Japanese media drives anti-cult sentiment

Controversy and hostility toward new religious movements (NRMs), particularly the Unification Church, are being fanned by the media in Japan, which has focused attention on second-generation members who have left and protested against these groups, according to Adam Lyons of the University of Montreal. In a paper presented at the early-August meeting of the Association for the Sociology of Religion in Montreal, attended by RW, Lyons compared the current developments in Japan, which started after the assassination of former Japanese Prime Minister Shinzo Abe in 2022, to the 1980s and 1990s in the U.S., when many second-generation members spoke out against the NRMs in which they were raised. In the current case, the controversy is largely media generated, but it is also shaped by a younger generation that had been raised in popular new religions during the 1990s (as opposed to the 1970s in the U.S.) and is now turning against religion in general. Abe’s assassin, a disgruntled former member of the Unification Church, has become the poster child for a group of second-generation members known as nisei, or victims, who feel alienated both from their parents’ religious group and from society in general.

Former Japanese prime minister Shinzo Abe was assassinated by a 41-year-old with grievances over his mother’s religious donations to the Unification Church.

Lyons adds that while the media has become fixated on the nisei, they represent a minority of NRM second-generation children, most of whom, whether or not they have grievances against the groups in which they were raised, have moved on with their lives. He points out that the media attention and sympathy is selective; some second-generation members of unpopular groups, such as Aum Shinrikyo, continue to be stigmatized and ignored.
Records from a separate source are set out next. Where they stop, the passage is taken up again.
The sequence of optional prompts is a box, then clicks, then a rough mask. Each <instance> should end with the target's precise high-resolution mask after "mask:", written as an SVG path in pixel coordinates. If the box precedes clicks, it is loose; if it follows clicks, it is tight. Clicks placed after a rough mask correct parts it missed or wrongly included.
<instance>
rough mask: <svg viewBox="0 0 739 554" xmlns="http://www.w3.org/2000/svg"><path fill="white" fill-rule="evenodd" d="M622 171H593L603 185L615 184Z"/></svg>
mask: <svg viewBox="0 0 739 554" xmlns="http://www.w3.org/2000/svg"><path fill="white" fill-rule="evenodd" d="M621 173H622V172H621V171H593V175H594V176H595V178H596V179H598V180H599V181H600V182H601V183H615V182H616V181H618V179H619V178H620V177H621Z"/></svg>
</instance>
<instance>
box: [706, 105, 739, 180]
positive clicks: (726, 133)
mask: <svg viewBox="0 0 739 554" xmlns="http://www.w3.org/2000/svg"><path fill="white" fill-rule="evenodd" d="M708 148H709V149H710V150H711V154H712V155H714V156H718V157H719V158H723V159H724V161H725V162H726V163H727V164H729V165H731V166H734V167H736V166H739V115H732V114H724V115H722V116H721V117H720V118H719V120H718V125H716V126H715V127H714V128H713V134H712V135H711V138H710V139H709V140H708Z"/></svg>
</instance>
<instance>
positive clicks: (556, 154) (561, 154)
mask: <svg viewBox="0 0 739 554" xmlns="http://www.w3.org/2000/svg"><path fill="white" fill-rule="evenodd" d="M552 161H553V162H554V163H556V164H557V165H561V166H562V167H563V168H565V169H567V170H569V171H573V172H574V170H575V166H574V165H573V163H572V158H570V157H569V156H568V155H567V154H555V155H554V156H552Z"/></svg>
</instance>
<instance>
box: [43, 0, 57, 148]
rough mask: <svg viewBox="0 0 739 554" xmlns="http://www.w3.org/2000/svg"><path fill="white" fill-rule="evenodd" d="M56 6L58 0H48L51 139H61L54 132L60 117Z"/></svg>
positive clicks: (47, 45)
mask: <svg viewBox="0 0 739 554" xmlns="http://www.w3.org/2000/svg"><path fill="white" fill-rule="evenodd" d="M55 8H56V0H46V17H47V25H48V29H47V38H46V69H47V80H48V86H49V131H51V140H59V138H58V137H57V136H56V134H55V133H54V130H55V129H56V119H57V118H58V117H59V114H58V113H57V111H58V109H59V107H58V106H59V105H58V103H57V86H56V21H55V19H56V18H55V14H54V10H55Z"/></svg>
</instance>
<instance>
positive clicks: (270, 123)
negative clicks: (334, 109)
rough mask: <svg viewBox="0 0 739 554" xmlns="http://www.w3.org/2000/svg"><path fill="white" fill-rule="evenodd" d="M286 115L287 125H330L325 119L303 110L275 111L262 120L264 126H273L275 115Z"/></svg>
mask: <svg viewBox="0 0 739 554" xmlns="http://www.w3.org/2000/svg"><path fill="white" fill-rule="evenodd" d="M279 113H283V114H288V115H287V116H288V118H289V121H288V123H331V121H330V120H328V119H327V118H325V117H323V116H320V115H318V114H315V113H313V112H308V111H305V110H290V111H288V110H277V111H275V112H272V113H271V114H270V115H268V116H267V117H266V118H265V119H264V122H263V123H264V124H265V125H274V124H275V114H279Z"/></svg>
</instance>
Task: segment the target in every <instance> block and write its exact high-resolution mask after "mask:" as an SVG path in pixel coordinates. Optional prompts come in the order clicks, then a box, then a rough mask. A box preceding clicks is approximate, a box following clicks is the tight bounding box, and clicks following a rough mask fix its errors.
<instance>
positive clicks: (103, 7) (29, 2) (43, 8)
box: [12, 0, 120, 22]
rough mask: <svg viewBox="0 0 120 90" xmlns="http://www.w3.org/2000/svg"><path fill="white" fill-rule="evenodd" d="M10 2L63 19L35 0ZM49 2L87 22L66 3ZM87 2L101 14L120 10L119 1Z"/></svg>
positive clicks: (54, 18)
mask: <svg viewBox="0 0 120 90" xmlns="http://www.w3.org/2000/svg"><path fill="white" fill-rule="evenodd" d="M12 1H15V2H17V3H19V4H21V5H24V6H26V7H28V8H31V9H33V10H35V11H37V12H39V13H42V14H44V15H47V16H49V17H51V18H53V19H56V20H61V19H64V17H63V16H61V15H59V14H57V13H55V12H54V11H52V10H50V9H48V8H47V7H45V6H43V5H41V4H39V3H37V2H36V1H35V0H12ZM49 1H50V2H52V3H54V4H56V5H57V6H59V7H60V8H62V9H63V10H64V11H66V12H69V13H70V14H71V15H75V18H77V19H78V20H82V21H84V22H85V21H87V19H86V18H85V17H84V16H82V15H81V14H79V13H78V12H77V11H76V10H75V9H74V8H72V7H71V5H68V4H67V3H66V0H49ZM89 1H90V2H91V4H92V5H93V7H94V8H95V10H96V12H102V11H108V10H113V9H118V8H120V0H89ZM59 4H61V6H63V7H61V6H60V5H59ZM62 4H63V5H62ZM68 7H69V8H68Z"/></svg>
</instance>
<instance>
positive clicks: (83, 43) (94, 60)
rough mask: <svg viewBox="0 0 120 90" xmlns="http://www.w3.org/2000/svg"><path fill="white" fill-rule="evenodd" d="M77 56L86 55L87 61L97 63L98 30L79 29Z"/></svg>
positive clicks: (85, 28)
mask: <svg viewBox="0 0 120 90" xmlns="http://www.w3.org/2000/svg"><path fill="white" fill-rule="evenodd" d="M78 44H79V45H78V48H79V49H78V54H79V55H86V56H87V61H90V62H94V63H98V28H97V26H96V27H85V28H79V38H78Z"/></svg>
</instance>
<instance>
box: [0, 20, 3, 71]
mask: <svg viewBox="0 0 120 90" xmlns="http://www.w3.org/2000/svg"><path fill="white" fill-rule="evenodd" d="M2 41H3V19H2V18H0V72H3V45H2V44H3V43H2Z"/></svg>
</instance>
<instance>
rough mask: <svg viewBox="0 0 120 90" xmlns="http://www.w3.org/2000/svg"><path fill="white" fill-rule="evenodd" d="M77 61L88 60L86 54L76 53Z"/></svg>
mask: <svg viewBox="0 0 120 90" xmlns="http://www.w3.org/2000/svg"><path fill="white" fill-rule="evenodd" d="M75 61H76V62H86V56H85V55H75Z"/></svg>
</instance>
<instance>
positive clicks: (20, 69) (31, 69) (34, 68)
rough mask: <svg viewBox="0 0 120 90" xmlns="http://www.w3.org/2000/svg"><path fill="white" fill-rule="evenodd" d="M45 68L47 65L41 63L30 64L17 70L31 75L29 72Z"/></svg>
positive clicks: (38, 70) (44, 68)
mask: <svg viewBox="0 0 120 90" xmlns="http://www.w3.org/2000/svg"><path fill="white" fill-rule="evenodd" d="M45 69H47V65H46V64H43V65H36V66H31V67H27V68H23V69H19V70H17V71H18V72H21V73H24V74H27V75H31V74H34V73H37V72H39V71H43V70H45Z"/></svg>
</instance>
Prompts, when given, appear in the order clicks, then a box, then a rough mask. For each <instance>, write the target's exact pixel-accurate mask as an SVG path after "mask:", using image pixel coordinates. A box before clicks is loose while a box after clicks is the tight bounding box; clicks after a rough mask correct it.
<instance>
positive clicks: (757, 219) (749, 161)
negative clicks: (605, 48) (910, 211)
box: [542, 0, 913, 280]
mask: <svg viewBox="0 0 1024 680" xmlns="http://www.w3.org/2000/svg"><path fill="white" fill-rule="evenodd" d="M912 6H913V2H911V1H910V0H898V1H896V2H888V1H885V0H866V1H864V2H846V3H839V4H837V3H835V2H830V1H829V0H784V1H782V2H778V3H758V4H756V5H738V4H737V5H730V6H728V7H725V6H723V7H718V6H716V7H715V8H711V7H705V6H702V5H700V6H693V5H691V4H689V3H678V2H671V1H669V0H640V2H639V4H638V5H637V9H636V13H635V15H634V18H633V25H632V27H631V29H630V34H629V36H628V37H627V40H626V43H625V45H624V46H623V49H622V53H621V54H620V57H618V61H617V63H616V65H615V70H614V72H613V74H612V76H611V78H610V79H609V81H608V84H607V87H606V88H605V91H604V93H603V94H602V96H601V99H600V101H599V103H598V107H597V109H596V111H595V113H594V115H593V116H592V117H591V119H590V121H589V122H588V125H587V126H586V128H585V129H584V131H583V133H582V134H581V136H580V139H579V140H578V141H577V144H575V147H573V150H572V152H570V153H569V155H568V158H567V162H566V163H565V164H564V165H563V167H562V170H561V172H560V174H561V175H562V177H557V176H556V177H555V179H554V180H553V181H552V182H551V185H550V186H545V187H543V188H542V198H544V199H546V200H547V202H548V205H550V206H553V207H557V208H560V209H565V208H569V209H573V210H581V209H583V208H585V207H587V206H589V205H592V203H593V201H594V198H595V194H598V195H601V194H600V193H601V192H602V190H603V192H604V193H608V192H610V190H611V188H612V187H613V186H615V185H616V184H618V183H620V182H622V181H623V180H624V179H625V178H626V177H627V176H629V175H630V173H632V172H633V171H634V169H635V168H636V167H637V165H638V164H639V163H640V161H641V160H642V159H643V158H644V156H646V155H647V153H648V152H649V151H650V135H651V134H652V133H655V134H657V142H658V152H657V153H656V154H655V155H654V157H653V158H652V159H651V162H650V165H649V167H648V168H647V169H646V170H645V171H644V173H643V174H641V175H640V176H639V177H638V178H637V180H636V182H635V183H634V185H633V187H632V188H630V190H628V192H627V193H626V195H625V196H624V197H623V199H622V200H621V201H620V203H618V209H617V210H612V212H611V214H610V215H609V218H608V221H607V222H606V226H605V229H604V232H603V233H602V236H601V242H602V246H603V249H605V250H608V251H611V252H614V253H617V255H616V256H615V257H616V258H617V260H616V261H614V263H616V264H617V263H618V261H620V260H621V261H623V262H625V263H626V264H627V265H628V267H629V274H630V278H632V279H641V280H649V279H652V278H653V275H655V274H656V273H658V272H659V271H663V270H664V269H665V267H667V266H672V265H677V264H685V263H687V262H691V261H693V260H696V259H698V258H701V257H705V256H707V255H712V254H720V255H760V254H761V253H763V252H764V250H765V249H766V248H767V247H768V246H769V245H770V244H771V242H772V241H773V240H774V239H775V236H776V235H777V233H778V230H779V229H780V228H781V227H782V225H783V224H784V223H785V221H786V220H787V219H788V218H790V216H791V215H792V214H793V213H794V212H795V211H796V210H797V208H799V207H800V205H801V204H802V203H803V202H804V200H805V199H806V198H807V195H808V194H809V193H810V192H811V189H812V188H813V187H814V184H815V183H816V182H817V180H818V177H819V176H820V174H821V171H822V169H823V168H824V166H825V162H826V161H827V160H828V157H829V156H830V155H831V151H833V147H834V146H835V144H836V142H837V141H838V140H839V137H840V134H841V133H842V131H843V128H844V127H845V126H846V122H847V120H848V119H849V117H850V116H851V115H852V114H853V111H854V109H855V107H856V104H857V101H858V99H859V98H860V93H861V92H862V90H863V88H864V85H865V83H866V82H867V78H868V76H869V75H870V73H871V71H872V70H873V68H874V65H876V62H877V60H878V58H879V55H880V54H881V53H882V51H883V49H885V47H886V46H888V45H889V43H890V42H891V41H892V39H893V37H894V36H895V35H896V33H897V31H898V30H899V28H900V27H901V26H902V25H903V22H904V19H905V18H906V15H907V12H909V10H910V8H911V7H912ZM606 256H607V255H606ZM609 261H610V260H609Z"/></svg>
While domestic NRMs in Japan are facing new discrimination and disapproval, transnational NRMs are better able to defend and sustain themselves. Lyons adds that this is happening during a time when many NRMs in Japan are seeing “membership rates in freefall as the older generations pass away and their children and grandchildren opt not to continue to participate in their parent’s organized religions.” He concludes that the “proliferation of nisei grievance narratives should be seen as exceptional (representing only a small minority of the second generation) and also as representative (because the turn away from active participation in religion is a leading tendency among the younger generations in Japan).”